As they say, beauty is in the eye of the beholder, however, the experience of being moved by art seems universal. A new neurological study offers some insight into this aesthetic paradox.

The results indicate that connecting deeply to a work of art activates the same part of everyone's brain. However, part of the brain activated by such strong aesthetic appeal is associated with personal reflection, the researchers found.

A team of researchers from New York University showed study subjects 109 images of works of art from a variety of cultures, historical periods, styles and depicting a variety of subjects.

Using functional magnetic resonance imaging (fMRI), the researchers monitored blood flow in the subjects' brains as they viewed the images and rated them on a scale of 1 to 4 scale, with 4 as the highest, in response to the question: "How strongly does this painting move you?"

"Your job is to give your gut-level response, based on how much you find the painting beautiful, compelling, or powerful," the team instructed.

To explore individual differences in aesthetic reactions after the brain scan was complete, the researchers asked subjects to rate the degree to which each work of art evoked nine emotions: joy, pleasure, sadness, confusion, awe, fear, disgust, beauty and the sublime.

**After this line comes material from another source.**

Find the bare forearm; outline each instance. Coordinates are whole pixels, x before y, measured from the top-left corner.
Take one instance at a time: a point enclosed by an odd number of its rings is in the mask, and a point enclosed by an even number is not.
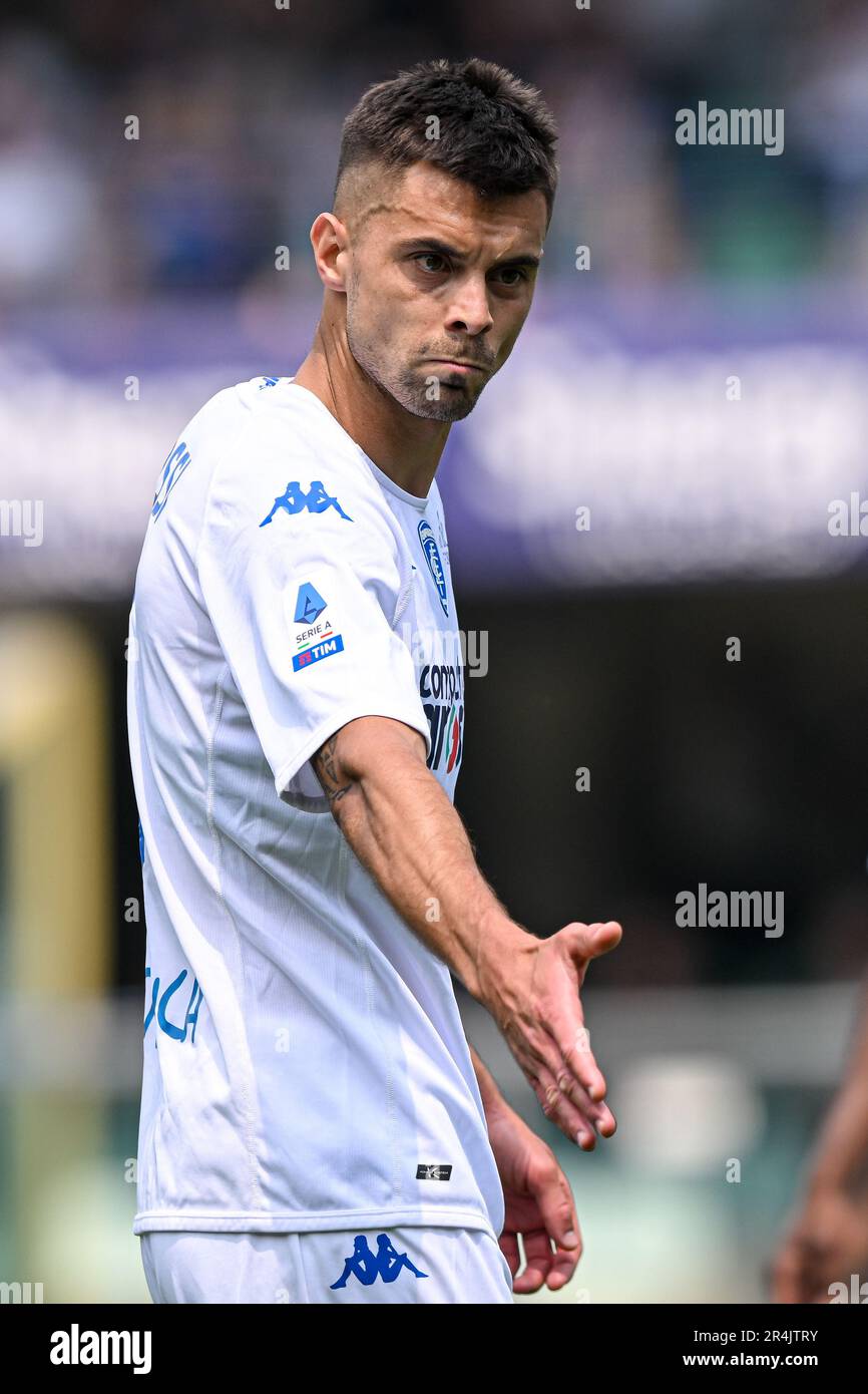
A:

The experiments confirmed the old saying.

"Aesthetic judgments for paintings are highly individual, in that paintings experienced as moving differ widely across people," wrote the team, which included NYU researchers Edward Vessel, Gabrielle Starr and Nava Rubin.

The brain scans offered insight into the origin of the aesthetic experience. If a painting merited a 4, distinct patterns emerged in the scans. In particular, these included an increase in activity in regions of the brain belonging to the "default mode network," a network of areas associated with inward contemplation and self-assessment.

It appears that aesthetic experiences activate the brain in the same way for everyone, but the parts activated include those linked with the intensely subjective and personal nature of aesthetics, helping explain why these experiences are both universal and highly individualized, the researchers write in a study published online March 12 in the journal Frontiers in Human Neuroscience.